Optical filters utilizing more of the spectral band maximize performance and spur innovations in weather satellites and lidar.
From weather satellites to lidar for self-driving cars, precision optical filters play a vital role in making sensors work. Today, the ability to interrogate more and more sections of spectrum promises enhanced capabilities for these and other applications. On the horizon are materials and techniques that could make precision optical filters tunable.
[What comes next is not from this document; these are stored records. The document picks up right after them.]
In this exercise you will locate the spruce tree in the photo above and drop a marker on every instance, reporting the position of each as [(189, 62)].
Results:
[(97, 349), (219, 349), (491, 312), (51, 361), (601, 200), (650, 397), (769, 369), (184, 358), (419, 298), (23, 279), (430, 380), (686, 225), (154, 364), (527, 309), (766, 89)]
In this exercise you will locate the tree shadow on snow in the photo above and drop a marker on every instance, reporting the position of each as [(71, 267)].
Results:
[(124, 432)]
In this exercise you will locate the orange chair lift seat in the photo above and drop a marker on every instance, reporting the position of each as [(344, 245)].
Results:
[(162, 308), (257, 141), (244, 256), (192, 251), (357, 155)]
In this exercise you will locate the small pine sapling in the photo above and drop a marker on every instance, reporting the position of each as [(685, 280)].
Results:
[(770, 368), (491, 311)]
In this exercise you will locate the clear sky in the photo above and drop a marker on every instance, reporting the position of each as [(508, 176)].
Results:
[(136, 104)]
However, performance, cost, and other issues must be addressed.
An illustration of today’s state-of-the-art capabilities can be found in the next-generation weather satellite GOES-16, which began operating in late 2017. The satellite collects three times the data at four times the resolution of its predecessors, thanks to precision optical filters that span the spectrum, from blue at 470 nm to LWIR at 13.3 µm.
“It does cover a broad spectral range with a number of high-performance bands, especially in the longwave and midwave [IR] that allows some additional details,” said Dave Harrison, business development manager for image and sensing at Materion Corp.’s Precision Optics, based in Westford, Mass. The company supplied the filters used in the satellite.
The satellite’s Advanced Baseline Imager has 16 spectral bands, compared to five for previous GOES imagers. The increase is part of an overall trend of more spectral bands in instruments.
For every band, the goal is to maximize transmission of a spectral region and block everything else, with a sharp slope in the transition region. This is accomplished by putting down multiple layers of coatings on a substrate, with perhaps 100 or more of the right thickness and composition needed to create the desired spectral response.